Rapid coordination of followership and leadership roles in homing pigeons navigating with unfamiliar partners
Morford, J.; Lewin, P. J.; Larkman, L.; Kumar, G.; Kinuthia, J. W.; Sasaki, T.; Mann, R. P.; Krupenye, C.; Biro, D.
Show abstract
Collective movement requires coordination between individuals, yet how this emerges during early interactions remains poorly understood. We investigated how partner familiarity influences coordination, leader-follower dynamics, and learning in homing pigeon pairs navigating from novel sites. Birds were released repeatedly with either familiar or unfamiliar partners, followed by solo releases to assess learning.
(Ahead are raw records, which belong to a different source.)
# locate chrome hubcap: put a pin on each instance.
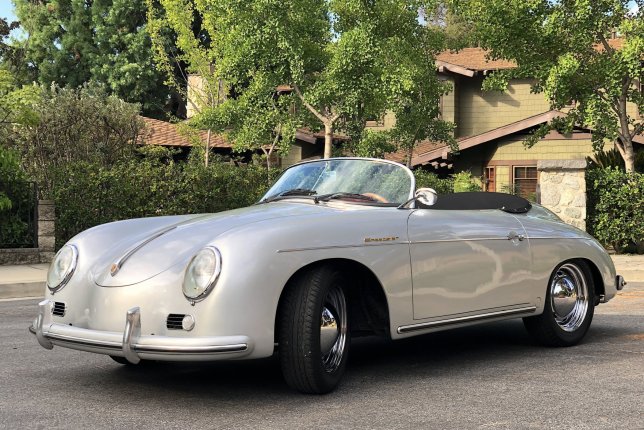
(569, 297)
(333, 329)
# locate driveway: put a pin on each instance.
(490, 376)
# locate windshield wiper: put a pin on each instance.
(298, 192)
(355, 196)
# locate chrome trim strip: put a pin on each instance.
(79, 341)
(470, 318)
(121, 261)
(412, 191)
(362, 245)
(472, 239)
(405, 242)
(132, 334)
(116, 346)
(70, 270)
(44, 319)
(557, 238)
(192, 349)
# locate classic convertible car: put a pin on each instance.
(336, 248)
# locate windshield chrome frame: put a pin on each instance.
(378, 160)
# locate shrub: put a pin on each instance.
(70, 125)
(464, 182)
(88, 194)
(17, 202)
(616, 208)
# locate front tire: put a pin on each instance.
(314, 335)
(569, 306)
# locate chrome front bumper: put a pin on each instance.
(131, 345)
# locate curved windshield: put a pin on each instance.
(358, 180)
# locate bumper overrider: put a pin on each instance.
(131, 344)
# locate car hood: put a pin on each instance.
(161, 245)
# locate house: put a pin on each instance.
(492, 126)
(167, 134)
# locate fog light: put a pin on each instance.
(188, 323)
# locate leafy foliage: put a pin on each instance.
(342, 62)
(72, 42)
(17, 202)
(616, 208)
(15, 105)
(464, 182)
(612, 158)
(68, 125)
(566, 46)
(88, 193)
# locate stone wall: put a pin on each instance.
(45, 250)
(563, 189)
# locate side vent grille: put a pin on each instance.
(59, 309)
(175, 321)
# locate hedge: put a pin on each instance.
(88, 194)
(616, 208)
(17, 203)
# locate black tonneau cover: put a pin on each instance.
(479, 201)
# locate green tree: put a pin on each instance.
(71, 42)
(70, 125)
(566, 46)
(16, 105)
(334, 56)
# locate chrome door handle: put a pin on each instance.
(513, 235)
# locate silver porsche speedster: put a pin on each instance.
(336, 248)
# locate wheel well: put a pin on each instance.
(368, 309)
(598, 281)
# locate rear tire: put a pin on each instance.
(314, 335)
(568, 308)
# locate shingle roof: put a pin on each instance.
(474, 59)
(164, 133)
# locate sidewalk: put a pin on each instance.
(29, 280)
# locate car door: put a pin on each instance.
(468, 262)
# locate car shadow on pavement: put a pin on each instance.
(374, 361)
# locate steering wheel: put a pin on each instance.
(377, 197)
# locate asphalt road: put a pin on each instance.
(490, 376)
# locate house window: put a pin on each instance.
(489, 180)
(525, 181)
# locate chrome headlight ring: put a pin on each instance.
(62, 268)
(202, 273)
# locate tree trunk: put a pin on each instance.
(328, 139)
(629, 156)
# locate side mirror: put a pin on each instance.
(426, 196)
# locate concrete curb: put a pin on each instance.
(20, 290)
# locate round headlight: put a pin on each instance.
(202, 273)
(62, 268)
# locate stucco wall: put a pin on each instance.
(480, 111)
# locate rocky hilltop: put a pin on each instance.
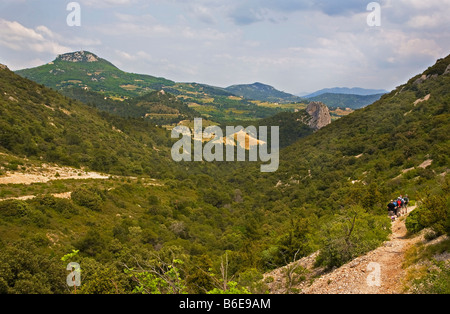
(79, 56)
(320, 115)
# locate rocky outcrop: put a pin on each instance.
(79, 56)
(320, 115)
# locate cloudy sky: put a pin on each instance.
(294, 45)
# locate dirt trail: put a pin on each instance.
(48, 173)
(378, 272)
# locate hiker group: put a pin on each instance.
(398, 207)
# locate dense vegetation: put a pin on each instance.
(101, 76)
(206, 227)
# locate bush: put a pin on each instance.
(87, 198)
(13, 208)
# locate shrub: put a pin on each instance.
(87, 198)
(13, 208)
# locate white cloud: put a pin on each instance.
(17, 37)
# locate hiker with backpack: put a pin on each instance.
(392, 210)
(399, 206)
(406, 199)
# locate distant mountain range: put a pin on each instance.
(80, 74)
(346, 91)
(263, 92)
(346, 100)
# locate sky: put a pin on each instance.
(297, 46)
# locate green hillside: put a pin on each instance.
(39, 123)
(86, 70)
(83, 70)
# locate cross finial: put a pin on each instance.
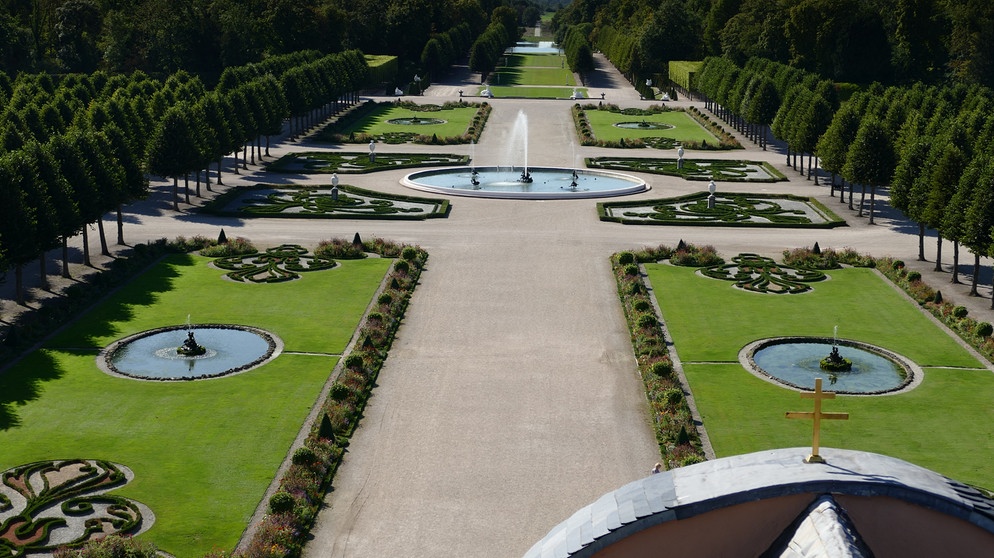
(817, 415)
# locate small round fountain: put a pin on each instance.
(176, 352)
(415, 121)
(850, 367)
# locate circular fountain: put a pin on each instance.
(188, 352)
(796, 362)
(524, 183)
(518, 180)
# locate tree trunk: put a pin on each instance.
(19, 284)
(65, 258)
(955, 278)
(938, 252)
(873, 197)
(120, 225)
(103, 238)
(43, 271)
(921, 242)
(976, 274)
(86, 247)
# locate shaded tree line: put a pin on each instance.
(79, 146)
(857, 41)
(929, 144)
(204, 37)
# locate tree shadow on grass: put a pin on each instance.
(23, 383)
(99, 321)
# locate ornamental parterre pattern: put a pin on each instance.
(49, 504)
(282, 263)
(763, 275)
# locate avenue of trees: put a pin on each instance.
(75, 147)
(204, 37)
(858, 41)
(930, 144)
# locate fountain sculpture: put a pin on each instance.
(518, 180)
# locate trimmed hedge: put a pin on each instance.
(676, 434)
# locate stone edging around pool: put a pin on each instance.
(274, 350)
(913, 373)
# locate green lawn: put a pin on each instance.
(203, 452)
(535, 92)
(946, 424)
(532, 76)
(457, 121)
(557, 61)
(602, 122)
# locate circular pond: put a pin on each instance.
(643, 125)
(796, 362)
(415, 121)
(155, 355)
(520, 183)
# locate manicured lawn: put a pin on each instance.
(456, 121)
(535, 61)
(684, 127)
(534, 92)
(533, 76)
(203, 452)
(946, 424)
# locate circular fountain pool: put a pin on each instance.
(506, 182)
(153, 355)
(796, 362)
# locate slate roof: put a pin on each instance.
(703, 487)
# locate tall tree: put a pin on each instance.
(870, 160)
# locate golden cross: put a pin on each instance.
(817, 415)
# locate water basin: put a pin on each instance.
(152, 355)
(505, 182)
(796, 362)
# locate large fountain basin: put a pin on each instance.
(794, 362)
(504, 182)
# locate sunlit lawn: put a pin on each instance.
(532, 76)
(535, 92)
(685, 128)
(203, 452)
(456, 121)
(946, 424)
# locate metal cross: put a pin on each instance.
(817, 415)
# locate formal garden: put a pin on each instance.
(408, 122)
(943, 423)
(655, 126)
(338, 201)
(219, 442)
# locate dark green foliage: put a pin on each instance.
(281, 502)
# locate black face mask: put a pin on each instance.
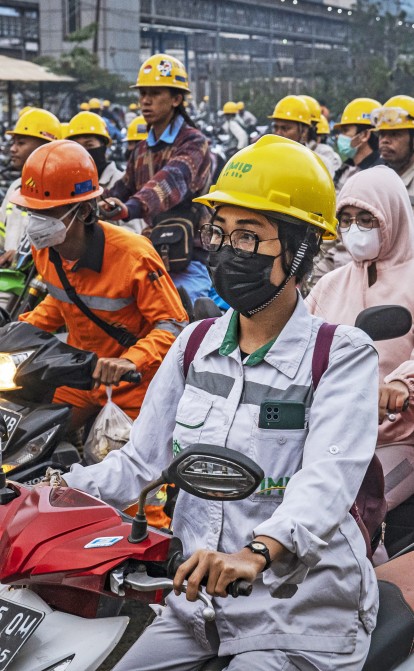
(98, 155)
(243, 283)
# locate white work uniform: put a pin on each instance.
(12, 218)
(318, 596)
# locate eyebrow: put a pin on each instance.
(242, 222)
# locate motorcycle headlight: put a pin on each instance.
(9, 364)
(32, 449)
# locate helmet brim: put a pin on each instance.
(35, 204)
(250, 202)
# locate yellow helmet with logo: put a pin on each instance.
(358, 112)
(322, 127)
(298, 185)
(137, 130)
(230, 107)
(163, 70)
(292, 108)
(314, 107)
(95, 103)
(37, 122)
(396, 114)
(88, 123)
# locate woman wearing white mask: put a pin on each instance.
(377, 228)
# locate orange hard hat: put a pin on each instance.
(61, 172)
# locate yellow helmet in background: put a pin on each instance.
(64, 129)
(322, 127)
(88, 123)
(358, 112)
(95, 103)
(314, 107)
(38, 122)
(298, 185)
(137, 130)
(292, 108)
(163, 70)
(396, 114)
(230, 107)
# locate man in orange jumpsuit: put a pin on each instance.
(118, 276)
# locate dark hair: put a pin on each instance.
(291, 234)
(373, 138)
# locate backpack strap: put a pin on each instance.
(321, 352)
(194, 342)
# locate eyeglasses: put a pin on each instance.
(363, 221)
(244, 243)
(392, 116)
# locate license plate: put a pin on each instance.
(12, 419)
(17, 624)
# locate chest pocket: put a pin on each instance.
(279, 452)
(192, 412)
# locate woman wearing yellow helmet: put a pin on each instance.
(248, 386)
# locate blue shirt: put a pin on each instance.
(168, 135)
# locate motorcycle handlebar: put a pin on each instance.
(239, 587)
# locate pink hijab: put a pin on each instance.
(340, 295)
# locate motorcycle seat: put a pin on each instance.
(393, 637)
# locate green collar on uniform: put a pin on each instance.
(231, 342)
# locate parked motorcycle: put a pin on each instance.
(68, 562)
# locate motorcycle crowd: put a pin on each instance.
(207, 383)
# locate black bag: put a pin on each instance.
(173, 236)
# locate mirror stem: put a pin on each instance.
(139, 529)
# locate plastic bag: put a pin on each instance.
(110, 431)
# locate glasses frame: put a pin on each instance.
(239, 252)
(354, 220)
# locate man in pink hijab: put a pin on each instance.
(376, 224)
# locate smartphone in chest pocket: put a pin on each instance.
(282, 415)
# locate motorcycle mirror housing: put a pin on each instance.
(384, 322)
(212, 472)
(206, 471)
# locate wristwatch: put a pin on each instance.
(260, 549)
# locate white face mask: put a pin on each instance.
(44, 231)
(362, 245)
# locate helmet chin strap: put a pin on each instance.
(294, 267)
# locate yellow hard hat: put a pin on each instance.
(64, 129)
(298, 184)
(322, 127)
(396, 114)
(292, 108)
(38, 123)
(137, 130)
(25, 109)
(95, 103)
(230, 107)
(163, 70)
(88, 123)
(314, 107)
(358, 112)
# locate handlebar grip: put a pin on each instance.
(132, 376)
(239, 587)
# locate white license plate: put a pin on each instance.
(17, 624)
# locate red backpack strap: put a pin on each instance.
(321, 351)
(194, 342)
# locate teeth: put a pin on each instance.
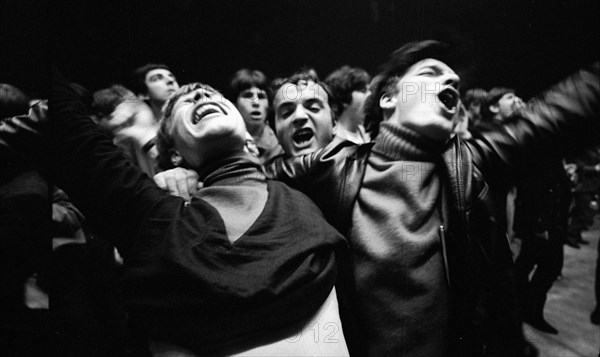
(449, 98)
(205, 110)
(303, 135)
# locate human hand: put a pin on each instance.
(179, 182)
(132, 120)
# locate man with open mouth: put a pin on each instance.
(230, 271)
(303, 117)
(430, 270)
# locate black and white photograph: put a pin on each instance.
(300, 178)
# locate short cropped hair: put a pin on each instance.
(304, 74)
(493, 97)
(391, 72)
(12, 101)
(246, 79)
(345, 80)
(138, 83)
(164, 137)
(106, 100)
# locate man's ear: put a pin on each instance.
(176, 159)
(387, 101)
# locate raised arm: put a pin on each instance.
(99, 179)
(562, 119)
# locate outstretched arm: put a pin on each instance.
(562, 119)
(98, 178)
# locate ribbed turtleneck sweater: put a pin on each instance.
(398, 264)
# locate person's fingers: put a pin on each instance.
(181, 182)
(172, 186)
(160, 181)
(192, 183)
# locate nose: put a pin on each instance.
(170, 81)
(202, 94)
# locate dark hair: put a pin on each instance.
(345, 80)
(304, 74)
(246, 79)
(138, 83)
(474, 95)
(12, 101)
(106, 100)
(390, 73)
(493, 97)
(164, 138)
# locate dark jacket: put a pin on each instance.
(476, 252)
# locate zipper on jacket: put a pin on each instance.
(444, 253)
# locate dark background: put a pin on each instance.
(526, 44)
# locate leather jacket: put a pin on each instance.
(475, 249)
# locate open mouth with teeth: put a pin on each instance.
(303, 136)
(205, 110)
(449, 97)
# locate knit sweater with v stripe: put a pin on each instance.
(397, 251)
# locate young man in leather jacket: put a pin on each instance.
(429, 271)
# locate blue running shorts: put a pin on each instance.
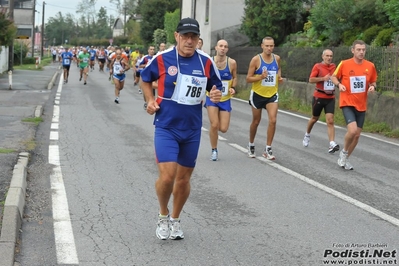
(223, 106)
(120, 77)
(173, 145)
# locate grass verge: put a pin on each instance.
(5, 151)
(288, 102)
(44, 62)
(34, 120)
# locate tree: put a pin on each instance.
(391, 7)
(153, 14)
(8, 30)
(274, 18)
(133, 29)
(103, 28)
(338, 21)
(88, 8)
(159, 37)
(60, 28)
(170, 24)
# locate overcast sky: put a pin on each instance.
(52, 7)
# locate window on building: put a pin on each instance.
(193, 8)
(207, 12)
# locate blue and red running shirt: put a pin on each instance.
(163, 67)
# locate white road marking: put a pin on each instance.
(307, 118)
(324, 188)
(63, 233)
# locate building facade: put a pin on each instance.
(218, 19)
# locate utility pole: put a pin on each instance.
(33, 28)
(42, 32)
(124, 21)
(11, 46)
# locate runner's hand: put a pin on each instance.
(215, 95)
(152, 107)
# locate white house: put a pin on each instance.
(218, 19)
(118, 28)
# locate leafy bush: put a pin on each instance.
(384, 38)
(29, 60)
(20, 49)
(371, 33)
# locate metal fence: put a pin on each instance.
(297, 63)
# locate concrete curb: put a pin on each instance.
(51, 84)
(14, 210)
(15, 201)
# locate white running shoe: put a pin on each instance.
(176, 233)
(348, 165)
(251, 151)
(343, 157)
(214, 155)
(306, 140)
(268, 154)
(163, 227)
(333, 148)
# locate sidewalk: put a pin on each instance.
(29, 91)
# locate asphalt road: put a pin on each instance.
(92, 200)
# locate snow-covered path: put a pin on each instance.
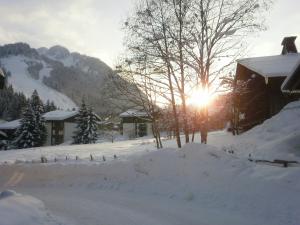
(196, 185)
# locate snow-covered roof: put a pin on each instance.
(272, 66)
(59, 115)
(10, 125)
(291, 80)
(2, 134)
(133, 113)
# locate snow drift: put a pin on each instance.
(18, 209)
(276, 138)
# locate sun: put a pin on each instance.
(200, 98)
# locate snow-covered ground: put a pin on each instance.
(23, 82)
(198, 184)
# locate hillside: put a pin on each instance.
(60, 76)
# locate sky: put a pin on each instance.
(94, 27)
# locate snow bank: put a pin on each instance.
(197, 184)
(277, 138)
(18, 209)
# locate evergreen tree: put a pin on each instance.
(26, 134)
(38, 110)
(81, 135)
(50, 106)
(92, 126)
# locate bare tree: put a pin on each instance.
(189, 43)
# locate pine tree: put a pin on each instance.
(92, 126)
(32, 132)
(80, 135)
(38, 110)
(50, 106)
(26, 134)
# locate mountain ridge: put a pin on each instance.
(61, 76)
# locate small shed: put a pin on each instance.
(135, 123)
(291, 85)
(60, 126)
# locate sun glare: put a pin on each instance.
(200, 98)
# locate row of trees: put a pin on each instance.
(32, 131)
(12, 104)
(177, 46)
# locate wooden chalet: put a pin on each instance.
(258, 92)
(135, 123)
(291, 85)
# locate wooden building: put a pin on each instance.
(135, 123)
(291, 85)
(60, 126)
(257, 87)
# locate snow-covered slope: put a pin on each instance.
(195, 185)
(18, 209)
(62, 76)
(276, 138)
(23, 82)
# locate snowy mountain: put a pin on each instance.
(59, 75)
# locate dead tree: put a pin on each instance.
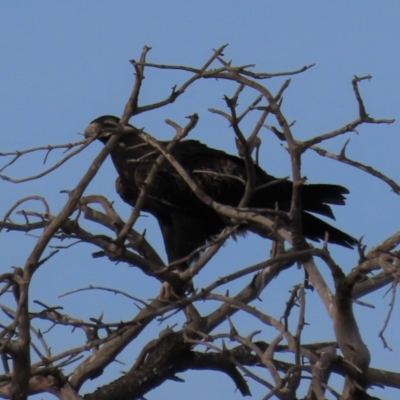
(29, 365)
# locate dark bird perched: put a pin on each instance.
(186, 223)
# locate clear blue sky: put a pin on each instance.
(65, 63)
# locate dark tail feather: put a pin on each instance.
(315, 229)
(317, 197)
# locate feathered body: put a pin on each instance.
(186, 223)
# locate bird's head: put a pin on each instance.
(103, 127)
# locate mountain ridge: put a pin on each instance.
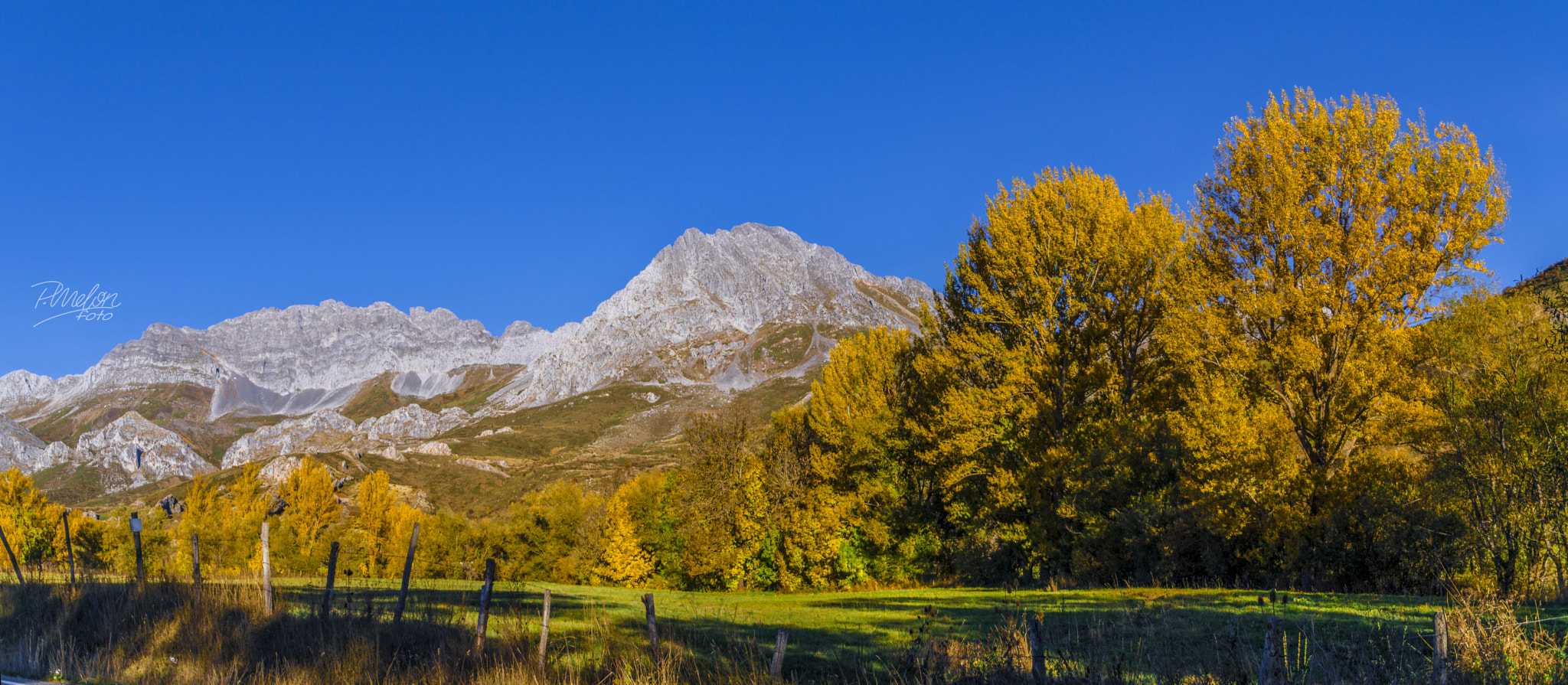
(710, 314)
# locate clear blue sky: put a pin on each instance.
(523, 161)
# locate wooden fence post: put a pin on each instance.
(480, 629)
(71, 556)
(136, 537)
(408, 568)
(267, 572)
(544, 628)
(776, 668)
(1037, 651)
(652, 626)
(15, 566)
(332, 576)
(194, 560)
(1272, 668)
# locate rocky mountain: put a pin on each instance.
(21, 449)
(327, 432)
(710, 314)
(704, 306)
(132, 450)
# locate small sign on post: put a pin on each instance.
(15, 566)
(544, 629)
(1272, 668)
(332, 576)
(652, 626)
(136, 537)
(71, 556)
(776, 668)
(1037, 651)
(1440, 649)
(194, 562)
(408, 568)
(483, 621)
(267, 572)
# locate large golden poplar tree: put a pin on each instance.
(1325, 234)
(1040, 361)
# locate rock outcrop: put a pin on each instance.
(694, 315)
(328, 432)
(480, 466)
(21, 449)
(320, 433)
(411, 422)
(145, 450)
(435, 449)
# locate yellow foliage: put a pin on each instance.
(625, 562)
(1327, 231)
(1041, 356)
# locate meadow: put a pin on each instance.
(168, 632)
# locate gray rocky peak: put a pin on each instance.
(318, 433)
(145, 450)
(21, 449)
(728, 282)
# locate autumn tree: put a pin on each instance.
(1325, 234)
(1040, 369)
(311, 504)
(724, 502)
(28, 517)
(1501, 447)
(623, 562)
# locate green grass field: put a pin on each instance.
(1123, 635)
(1134, 631)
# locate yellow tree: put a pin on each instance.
(724, 502)
(375, 520)
(625, 562)
(28, 517)
(838, 468)
(1040, 360)
(1327, 231)
(312, 505)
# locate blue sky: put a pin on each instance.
(523, 161)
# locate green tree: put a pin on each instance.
(1501, 445)
(625, 562)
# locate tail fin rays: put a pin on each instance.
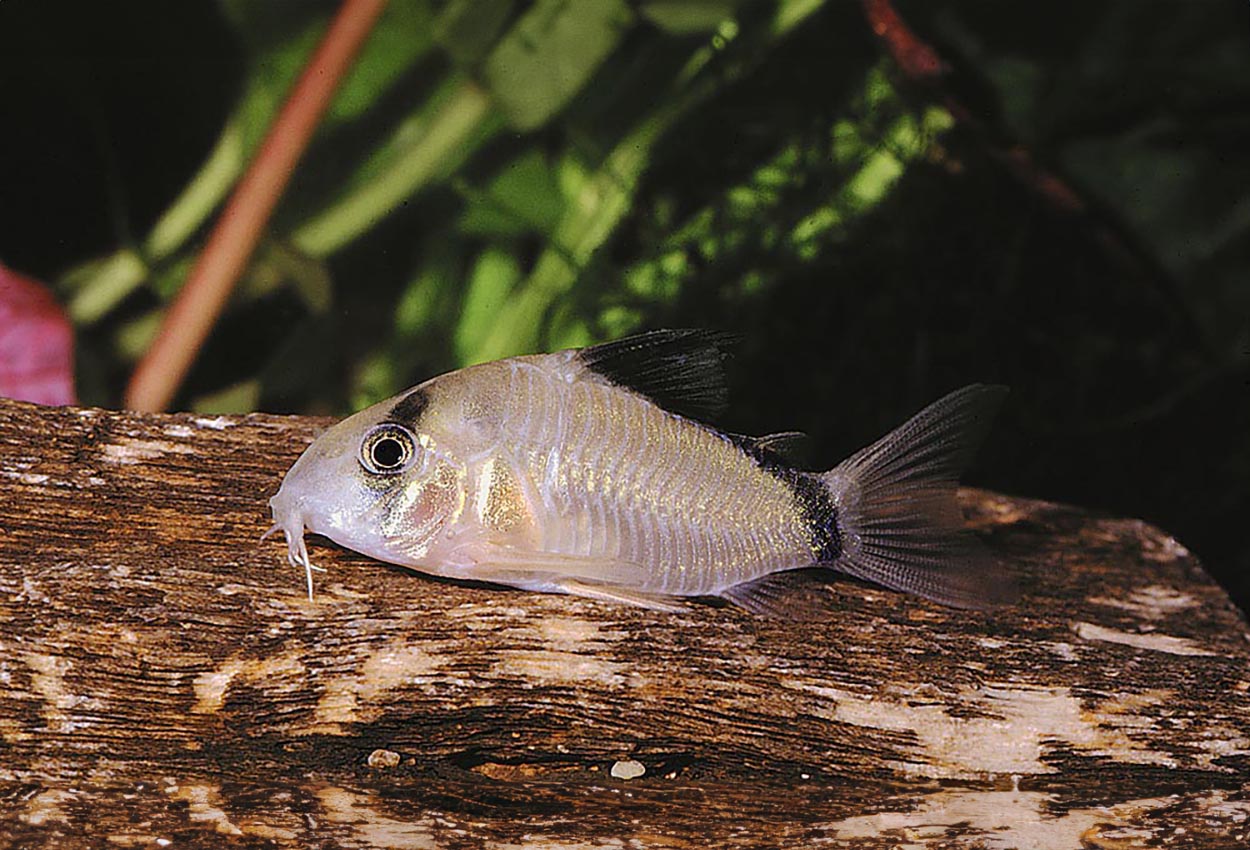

By quantifying bidirectional information flow, we found familiarity influenced information-transfer dynamics during the first release: familiar pairs exhibited more asymmetric information transfer, likely reflecting established leader-follower relationships, whereas unfamiliar pairs showed more symmetric exchange. These differences disappeared after one release. Conversely, familiarity had little effect on cohesion or navigational performance. There was some evidence for an influence on learning: birds from familiar pairings had higher homing efficiency on a subsequent solo release. Finally, across partnerships, followership was more predictable than leadership with respect to individual identity and flight speed, indicating stable variation in individuals' tendency to follow rather than lead. This suggests that a shift in emphasis from leadership to followership might enhance our understanding of collective decision-making dynamics. Our results demonstrate how flight partners rapidly coordinate, producing limited downstream effects on navigation and learning, with implications for many animals that travel in fission-fusion transitory collectives.